A sample of an ideal gas at 1.00 atm and a volume of 1.61 L was placed in a weighted balloon and dropped into the ocean. As the sample descended, the water pressure compressed the balloon and reduced its volume. When the pressure had increased to 45.0 atm, what was the volume of the sample? Assume that the temperature was held constant.
To solve this problem, we can use Boyle's Law, which states that the pressure of a gas is inversely proportional to its volume, as long as the temperature and the amount of gas remain constant. The formula for Boyle's Law is:
P1 * V1 = P2 * V2
Where P1 and V1 are the initial pressure and volume, and P2 and V2 are the final pressure and volume.

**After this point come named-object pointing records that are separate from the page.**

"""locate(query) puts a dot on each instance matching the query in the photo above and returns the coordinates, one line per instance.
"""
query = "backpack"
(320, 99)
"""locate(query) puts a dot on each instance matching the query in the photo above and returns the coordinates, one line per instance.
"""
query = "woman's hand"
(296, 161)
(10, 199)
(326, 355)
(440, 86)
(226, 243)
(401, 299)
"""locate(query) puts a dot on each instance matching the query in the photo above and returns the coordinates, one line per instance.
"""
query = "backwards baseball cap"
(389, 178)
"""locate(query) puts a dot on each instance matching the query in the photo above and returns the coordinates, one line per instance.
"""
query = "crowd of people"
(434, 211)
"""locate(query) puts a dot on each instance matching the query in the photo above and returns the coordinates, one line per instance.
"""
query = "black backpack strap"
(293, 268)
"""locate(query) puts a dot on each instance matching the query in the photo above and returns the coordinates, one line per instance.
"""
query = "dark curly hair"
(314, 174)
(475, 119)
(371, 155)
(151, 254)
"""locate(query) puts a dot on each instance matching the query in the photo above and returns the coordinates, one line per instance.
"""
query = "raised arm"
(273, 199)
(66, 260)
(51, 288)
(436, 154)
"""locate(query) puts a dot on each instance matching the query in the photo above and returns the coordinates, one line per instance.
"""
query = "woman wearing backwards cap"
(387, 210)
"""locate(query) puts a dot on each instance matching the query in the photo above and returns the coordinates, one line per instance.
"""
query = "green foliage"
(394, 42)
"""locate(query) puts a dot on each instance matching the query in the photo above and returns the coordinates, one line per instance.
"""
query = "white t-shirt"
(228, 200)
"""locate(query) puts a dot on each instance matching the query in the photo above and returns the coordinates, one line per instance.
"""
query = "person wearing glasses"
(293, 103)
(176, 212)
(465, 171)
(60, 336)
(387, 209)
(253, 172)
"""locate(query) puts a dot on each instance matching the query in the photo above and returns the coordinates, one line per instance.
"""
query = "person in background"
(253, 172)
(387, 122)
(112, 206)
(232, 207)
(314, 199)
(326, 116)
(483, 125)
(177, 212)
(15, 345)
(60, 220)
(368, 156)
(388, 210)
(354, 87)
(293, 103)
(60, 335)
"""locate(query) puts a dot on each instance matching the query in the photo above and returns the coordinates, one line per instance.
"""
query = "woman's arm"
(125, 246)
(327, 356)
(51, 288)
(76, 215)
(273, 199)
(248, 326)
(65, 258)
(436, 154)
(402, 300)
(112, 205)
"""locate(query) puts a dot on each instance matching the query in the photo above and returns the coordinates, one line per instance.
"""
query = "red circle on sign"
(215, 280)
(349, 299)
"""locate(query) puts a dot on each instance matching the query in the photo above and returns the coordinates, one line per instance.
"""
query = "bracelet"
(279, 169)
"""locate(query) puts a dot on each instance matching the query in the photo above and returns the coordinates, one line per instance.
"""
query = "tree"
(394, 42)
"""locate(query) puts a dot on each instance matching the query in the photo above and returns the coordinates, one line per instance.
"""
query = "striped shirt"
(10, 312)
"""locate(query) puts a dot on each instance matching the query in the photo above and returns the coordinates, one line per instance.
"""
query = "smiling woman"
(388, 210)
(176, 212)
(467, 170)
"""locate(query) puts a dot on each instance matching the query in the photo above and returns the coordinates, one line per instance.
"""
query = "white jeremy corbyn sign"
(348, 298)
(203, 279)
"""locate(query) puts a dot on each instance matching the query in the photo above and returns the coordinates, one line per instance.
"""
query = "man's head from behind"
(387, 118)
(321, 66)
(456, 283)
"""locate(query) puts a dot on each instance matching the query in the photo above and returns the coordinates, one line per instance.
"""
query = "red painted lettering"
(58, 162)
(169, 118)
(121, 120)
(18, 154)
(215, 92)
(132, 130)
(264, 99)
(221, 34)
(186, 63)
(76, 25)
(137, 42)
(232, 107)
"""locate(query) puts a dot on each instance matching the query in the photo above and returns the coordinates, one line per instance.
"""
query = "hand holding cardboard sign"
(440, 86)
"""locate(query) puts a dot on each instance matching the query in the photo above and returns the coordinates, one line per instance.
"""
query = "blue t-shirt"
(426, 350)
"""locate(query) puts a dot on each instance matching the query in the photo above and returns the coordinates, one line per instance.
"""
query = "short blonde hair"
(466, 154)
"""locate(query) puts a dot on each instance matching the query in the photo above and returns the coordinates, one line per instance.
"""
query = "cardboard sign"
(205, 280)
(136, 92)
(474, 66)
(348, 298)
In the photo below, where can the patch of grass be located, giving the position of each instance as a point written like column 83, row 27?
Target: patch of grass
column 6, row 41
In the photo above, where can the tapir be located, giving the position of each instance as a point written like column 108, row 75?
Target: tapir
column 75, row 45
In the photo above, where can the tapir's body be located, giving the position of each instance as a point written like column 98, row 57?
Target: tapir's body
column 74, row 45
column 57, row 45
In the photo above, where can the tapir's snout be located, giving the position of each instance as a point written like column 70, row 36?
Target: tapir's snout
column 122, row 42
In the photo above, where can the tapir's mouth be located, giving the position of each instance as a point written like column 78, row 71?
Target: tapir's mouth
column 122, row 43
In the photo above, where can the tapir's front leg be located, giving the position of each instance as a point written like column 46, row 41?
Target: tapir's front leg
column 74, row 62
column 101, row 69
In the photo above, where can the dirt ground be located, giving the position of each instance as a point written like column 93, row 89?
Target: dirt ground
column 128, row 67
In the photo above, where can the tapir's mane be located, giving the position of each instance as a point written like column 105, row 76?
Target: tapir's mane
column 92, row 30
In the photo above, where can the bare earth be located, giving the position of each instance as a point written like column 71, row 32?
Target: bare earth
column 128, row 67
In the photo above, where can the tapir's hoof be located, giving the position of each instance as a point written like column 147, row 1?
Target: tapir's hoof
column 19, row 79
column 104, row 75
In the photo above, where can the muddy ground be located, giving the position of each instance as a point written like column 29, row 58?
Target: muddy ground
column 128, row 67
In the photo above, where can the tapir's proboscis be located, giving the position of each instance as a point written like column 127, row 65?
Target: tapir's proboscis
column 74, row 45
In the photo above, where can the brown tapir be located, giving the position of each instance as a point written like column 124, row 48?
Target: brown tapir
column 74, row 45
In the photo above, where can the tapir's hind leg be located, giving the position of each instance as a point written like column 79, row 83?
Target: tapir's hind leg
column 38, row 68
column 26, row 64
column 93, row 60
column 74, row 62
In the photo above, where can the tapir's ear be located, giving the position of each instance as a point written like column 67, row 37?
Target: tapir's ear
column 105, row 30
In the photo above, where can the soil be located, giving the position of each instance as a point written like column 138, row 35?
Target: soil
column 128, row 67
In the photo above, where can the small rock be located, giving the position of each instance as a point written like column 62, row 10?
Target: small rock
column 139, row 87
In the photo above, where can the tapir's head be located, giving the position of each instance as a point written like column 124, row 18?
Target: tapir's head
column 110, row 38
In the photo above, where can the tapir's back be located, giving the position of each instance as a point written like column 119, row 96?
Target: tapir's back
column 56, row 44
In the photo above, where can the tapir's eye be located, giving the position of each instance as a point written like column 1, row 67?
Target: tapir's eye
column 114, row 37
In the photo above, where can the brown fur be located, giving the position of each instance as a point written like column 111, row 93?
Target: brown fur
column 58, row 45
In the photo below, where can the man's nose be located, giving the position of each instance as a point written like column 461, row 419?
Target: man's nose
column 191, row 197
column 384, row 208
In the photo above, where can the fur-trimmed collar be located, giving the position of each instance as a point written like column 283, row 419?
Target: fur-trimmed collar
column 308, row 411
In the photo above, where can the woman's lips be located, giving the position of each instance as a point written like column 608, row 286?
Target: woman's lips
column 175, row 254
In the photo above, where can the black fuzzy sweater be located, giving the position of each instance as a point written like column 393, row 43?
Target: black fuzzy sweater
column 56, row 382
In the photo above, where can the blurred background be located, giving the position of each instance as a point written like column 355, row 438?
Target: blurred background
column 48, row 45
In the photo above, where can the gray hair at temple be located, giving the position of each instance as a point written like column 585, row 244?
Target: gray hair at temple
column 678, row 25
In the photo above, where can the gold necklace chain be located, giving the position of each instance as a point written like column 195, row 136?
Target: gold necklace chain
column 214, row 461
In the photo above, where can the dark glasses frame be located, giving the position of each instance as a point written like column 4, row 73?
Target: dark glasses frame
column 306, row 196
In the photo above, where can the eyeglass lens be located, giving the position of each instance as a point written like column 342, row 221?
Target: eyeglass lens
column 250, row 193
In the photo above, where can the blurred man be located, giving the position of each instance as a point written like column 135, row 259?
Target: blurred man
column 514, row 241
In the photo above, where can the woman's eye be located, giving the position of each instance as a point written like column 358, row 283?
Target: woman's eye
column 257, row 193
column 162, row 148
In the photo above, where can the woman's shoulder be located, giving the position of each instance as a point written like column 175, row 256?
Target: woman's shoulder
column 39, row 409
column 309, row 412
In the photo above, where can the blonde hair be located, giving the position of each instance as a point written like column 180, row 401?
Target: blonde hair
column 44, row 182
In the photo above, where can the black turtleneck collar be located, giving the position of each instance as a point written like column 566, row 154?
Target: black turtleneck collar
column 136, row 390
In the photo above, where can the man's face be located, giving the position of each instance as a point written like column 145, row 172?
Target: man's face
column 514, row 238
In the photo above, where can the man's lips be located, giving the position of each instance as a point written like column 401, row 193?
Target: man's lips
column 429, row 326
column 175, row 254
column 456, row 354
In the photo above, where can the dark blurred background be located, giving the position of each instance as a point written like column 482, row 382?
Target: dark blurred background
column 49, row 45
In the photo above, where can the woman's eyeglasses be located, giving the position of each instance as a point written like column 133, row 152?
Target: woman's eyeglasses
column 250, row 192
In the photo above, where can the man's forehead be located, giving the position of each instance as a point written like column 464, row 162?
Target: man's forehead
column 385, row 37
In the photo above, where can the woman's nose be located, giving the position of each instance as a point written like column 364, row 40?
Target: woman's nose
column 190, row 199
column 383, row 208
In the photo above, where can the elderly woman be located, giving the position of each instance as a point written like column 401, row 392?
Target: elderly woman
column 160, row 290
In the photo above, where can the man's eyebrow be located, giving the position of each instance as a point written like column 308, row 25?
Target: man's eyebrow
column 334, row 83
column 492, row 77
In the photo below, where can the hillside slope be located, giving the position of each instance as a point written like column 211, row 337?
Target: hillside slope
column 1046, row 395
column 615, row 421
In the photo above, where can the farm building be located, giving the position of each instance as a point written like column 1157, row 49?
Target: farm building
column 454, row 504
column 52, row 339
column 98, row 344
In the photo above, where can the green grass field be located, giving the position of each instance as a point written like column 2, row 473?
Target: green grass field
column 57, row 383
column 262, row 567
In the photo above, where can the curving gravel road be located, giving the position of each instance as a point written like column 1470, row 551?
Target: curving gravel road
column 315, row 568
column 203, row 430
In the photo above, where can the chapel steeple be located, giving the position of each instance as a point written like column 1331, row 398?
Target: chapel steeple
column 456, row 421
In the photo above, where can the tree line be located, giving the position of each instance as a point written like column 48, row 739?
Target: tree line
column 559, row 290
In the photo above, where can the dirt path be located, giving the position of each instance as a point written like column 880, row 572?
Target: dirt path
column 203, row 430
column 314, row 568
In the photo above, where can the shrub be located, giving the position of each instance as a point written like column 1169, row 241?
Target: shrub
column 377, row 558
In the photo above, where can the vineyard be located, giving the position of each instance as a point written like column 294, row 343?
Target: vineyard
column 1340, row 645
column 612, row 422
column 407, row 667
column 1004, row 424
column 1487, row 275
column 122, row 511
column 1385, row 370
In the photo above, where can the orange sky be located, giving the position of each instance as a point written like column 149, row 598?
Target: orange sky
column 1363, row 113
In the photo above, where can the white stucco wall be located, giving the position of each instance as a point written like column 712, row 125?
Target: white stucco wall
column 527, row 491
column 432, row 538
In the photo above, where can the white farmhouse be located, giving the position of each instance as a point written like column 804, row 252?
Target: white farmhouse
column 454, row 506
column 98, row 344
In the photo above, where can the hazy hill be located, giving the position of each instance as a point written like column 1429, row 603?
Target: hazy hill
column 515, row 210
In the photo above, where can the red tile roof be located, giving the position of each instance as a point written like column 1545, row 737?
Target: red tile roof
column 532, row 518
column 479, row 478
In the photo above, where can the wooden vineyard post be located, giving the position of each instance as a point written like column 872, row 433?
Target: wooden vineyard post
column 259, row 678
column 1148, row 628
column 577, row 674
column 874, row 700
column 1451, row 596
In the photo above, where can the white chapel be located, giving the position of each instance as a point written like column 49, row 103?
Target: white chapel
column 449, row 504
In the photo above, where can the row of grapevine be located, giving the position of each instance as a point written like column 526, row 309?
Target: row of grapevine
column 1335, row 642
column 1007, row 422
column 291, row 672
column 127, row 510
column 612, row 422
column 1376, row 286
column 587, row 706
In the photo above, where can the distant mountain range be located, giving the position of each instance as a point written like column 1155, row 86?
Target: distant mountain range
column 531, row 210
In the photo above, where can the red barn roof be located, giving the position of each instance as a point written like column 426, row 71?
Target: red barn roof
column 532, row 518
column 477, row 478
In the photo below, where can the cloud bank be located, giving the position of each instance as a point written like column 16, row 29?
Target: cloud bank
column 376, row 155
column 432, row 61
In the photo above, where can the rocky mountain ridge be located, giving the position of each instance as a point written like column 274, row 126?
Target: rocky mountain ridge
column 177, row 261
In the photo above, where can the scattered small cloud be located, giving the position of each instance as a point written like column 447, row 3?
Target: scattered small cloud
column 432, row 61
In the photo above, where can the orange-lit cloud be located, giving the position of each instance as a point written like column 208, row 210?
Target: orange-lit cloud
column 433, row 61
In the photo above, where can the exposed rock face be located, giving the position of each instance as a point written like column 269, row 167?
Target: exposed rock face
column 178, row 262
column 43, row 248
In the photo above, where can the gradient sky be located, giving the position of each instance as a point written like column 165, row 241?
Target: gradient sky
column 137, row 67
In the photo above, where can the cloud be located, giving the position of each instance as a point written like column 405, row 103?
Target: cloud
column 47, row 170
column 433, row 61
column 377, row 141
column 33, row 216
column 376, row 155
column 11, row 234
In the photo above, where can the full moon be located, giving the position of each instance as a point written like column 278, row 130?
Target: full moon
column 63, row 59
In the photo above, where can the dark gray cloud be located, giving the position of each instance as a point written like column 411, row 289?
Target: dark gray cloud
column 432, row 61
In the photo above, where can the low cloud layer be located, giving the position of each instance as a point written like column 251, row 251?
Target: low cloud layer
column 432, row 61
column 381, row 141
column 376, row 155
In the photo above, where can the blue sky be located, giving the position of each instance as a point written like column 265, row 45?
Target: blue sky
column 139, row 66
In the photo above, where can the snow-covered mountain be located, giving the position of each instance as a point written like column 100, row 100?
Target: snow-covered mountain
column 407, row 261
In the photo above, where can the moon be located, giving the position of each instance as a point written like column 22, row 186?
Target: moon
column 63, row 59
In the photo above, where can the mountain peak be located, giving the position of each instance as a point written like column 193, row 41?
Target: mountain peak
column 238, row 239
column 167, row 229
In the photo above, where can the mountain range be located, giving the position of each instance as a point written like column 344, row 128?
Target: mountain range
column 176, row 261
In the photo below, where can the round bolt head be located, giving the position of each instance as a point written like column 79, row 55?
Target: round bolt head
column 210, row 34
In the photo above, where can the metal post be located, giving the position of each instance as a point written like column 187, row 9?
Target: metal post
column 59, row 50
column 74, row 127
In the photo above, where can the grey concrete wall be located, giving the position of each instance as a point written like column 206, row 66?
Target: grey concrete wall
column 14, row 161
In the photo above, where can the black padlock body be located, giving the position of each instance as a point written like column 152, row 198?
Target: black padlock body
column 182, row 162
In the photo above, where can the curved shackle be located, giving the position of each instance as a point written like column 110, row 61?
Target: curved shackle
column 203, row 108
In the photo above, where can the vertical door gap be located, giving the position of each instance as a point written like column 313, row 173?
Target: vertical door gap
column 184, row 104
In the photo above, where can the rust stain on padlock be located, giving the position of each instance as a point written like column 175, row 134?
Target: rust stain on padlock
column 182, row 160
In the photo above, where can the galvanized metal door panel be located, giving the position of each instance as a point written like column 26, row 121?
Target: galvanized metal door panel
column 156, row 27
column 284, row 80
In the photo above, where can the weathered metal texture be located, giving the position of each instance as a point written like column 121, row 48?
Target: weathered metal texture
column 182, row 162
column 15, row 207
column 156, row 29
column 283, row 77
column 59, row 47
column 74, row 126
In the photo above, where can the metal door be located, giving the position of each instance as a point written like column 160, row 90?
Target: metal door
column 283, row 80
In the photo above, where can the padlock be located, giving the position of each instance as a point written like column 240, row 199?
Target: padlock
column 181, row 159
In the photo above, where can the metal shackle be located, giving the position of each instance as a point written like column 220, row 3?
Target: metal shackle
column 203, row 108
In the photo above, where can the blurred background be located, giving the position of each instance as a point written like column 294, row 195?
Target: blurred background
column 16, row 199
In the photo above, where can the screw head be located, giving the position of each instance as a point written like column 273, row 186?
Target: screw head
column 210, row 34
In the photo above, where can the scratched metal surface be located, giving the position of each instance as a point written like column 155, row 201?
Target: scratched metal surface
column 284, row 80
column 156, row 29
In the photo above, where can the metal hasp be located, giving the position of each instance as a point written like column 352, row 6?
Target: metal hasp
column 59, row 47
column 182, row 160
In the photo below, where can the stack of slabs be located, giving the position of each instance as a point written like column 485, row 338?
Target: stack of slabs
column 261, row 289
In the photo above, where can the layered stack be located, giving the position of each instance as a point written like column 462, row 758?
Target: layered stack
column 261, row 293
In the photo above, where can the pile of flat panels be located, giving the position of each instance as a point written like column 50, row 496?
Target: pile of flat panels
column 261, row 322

In this case, the initial pressure (P1) is 1.00 atm, the initial volume (V1) is 1.61 L, and the final pressure (P2) is 45.0 atm. We want to find the final volume (V2).
Substituting the known values into the formula, we have:
(1.00 atm) * (1.61 L) = (45.0 atm) * V2
Now we can solve for V2:
V2 = (1.00 atm) * (1.61 L) / (45.0 atm)
V2 ≈ 0.0356 L
Therefore, when the pressure increased to 45.0 atm, the volume of the sample was approximately 0.0356 L.